Negara-negara utara menginginkan Indonesia melestarikan hutan untuk kredit karbon sambil terus mengimpor minyak sawit, kayu, dan mineral yang diekstraksi melalui perusakan hutan. Indonesia diperintahkan untuk mengorbankan pembangunan ekonomi demi tujuan iklim global, namun tidak diberikan dukungan untuk beralih dari industri kapitalisme ekstraktif.

Tanggapan internasional datang dari Perserikatan Bangsa-Bangsa, Organisasi Kesehatan Dunia, Amnesty International, Iran, Pakistan, Uni Emirat Arab, dan banyak negara lain yang menawarkan bantuan. Namun penerimaan Pemerintah Indonesia melalui Menteri Sekretaris Negara Prasetyo Hadi tidak lebih dari hangat.

Penolakan Indonesia untuk menyatakan keadaan darurat nasional hanya masuk akal jika dilihat melalui kacamata ekonomi politik.
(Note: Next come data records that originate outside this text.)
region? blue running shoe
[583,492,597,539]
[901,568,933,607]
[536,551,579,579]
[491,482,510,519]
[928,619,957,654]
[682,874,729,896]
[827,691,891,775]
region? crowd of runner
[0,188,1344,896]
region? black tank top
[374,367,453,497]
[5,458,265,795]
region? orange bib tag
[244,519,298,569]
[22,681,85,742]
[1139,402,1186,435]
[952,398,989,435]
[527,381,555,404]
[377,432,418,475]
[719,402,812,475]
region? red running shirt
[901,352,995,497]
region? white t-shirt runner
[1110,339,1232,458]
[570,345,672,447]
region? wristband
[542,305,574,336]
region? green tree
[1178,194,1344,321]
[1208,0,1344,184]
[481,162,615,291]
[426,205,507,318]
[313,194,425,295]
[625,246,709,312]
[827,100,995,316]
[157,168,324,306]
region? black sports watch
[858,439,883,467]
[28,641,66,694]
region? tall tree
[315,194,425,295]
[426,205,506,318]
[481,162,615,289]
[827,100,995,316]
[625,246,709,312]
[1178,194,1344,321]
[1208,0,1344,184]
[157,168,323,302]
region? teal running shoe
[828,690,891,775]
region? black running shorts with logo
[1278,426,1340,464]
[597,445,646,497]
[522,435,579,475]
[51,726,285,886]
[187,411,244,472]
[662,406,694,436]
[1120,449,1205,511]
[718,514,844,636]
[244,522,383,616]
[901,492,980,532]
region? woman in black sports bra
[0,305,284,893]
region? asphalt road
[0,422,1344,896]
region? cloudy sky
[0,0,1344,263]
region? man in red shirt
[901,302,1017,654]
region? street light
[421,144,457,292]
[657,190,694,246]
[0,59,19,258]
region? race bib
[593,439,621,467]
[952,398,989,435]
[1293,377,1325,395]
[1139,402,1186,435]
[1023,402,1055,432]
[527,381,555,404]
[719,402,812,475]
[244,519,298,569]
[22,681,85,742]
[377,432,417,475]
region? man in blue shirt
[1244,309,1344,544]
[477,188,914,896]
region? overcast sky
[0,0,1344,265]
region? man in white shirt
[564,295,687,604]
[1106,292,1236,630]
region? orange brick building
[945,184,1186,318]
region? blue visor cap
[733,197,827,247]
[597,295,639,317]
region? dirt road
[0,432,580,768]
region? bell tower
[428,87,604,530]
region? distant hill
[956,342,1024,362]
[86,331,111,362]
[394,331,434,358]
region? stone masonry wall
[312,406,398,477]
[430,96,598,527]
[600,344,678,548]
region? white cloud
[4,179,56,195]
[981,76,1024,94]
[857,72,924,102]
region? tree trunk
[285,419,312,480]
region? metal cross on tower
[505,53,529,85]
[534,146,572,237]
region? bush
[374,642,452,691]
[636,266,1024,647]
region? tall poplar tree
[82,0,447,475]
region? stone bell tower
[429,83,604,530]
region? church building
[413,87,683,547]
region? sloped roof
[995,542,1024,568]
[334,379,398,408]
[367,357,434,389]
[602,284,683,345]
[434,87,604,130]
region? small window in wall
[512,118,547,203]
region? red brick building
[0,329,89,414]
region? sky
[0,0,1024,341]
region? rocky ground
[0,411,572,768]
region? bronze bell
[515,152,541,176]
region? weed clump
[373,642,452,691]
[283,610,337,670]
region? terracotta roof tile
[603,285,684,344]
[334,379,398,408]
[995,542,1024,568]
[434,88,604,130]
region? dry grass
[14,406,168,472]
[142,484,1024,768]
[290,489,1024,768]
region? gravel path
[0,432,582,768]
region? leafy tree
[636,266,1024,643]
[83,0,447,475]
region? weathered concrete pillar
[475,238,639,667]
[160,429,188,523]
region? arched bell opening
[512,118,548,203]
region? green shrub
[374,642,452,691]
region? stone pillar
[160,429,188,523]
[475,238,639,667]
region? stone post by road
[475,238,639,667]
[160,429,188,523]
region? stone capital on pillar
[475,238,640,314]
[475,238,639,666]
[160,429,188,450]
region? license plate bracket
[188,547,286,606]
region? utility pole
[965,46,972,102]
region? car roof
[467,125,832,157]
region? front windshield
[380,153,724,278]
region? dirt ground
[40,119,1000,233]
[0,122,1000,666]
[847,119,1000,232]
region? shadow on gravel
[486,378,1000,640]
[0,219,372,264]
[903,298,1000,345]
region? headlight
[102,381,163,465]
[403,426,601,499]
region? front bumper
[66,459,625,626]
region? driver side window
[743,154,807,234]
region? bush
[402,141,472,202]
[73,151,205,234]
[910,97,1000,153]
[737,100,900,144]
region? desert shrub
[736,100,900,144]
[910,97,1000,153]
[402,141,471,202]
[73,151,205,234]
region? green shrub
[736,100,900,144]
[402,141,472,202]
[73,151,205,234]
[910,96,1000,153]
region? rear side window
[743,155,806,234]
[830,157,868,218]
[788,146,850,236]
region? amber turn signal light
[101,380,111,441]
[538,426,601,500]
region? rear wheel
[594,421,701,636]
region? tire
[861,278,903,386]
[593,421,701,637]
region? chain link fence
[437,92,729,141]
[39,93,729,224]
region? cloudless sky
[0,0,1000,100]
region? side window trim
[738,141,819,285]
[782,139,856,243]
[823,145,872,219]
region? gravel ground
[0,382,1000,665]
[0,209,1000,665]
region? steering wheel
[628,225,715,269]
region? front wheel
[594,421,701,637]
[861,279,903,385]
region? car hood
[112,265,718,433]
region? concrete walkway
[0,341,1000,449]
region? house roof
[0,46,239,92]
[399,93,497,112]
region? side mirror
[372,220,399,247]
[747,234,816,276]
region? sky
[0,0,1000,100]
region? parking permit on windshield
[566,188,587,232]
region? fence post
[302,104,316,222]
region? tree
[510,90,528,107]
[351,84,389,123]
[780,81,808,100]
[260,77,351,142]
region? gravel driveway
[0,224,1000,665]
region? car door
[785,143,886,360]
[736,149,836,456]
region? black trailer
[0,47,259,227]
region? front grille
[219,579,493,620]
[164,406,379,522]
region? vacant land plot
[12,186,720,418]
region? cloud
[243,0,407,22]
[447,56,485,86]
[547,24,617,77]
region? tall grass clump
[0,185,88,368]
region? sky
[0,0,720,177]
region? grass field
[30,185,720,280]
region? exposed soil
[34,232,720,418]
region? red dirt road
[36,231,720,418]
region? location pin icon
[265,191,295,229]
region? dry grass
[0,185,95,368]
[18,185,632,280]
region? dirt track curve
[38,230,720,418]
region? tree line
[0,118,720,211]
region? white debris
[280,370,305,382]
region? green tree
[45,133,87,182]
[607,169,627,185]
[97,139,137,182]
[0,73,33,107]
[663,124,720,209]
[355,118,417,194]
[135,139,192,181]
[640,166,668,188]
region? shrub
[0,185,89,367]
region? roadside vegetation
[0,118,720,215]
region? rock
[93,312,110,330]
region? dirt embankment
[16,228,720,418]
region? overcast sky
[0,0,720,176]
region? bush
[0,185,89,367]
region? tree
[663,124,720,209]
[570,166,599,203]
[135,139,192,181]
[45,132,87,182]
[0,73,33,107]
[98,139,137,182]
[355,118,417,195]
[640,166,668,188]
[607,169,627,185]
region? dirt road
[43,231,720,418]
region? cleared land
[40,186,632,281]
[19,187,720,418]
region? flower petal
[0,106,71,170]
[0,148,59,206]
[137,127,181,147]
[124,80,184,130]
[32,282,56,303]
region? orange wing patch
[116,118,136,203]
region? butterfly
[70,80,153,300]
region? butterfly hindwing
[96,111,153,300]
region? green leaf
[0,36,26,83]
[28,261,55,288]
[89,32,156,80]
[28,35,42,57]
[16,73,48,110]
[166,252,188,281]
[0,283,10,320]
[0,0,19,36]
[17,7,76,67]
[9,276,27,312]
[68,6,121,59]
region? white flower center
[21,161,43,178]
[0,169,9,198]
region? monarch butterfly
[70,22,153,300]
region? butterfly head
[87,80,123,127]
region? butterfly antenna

Pasti pernyataan keadaan darurat nasional akan memicu pengawasan internasional terhadap industri-industri yang mendorong pertumbuhan ekonomi Indonesia.

Dari perspektif saya sebagai seorang sosialis demokrat, bencana ini menyingkap kontradiksi mendasar dari model pembangunan Indonesia. Kita tidak dapat lagi  membangun kapitalisasi dengan melikuidasi fondasi ekologis kita. 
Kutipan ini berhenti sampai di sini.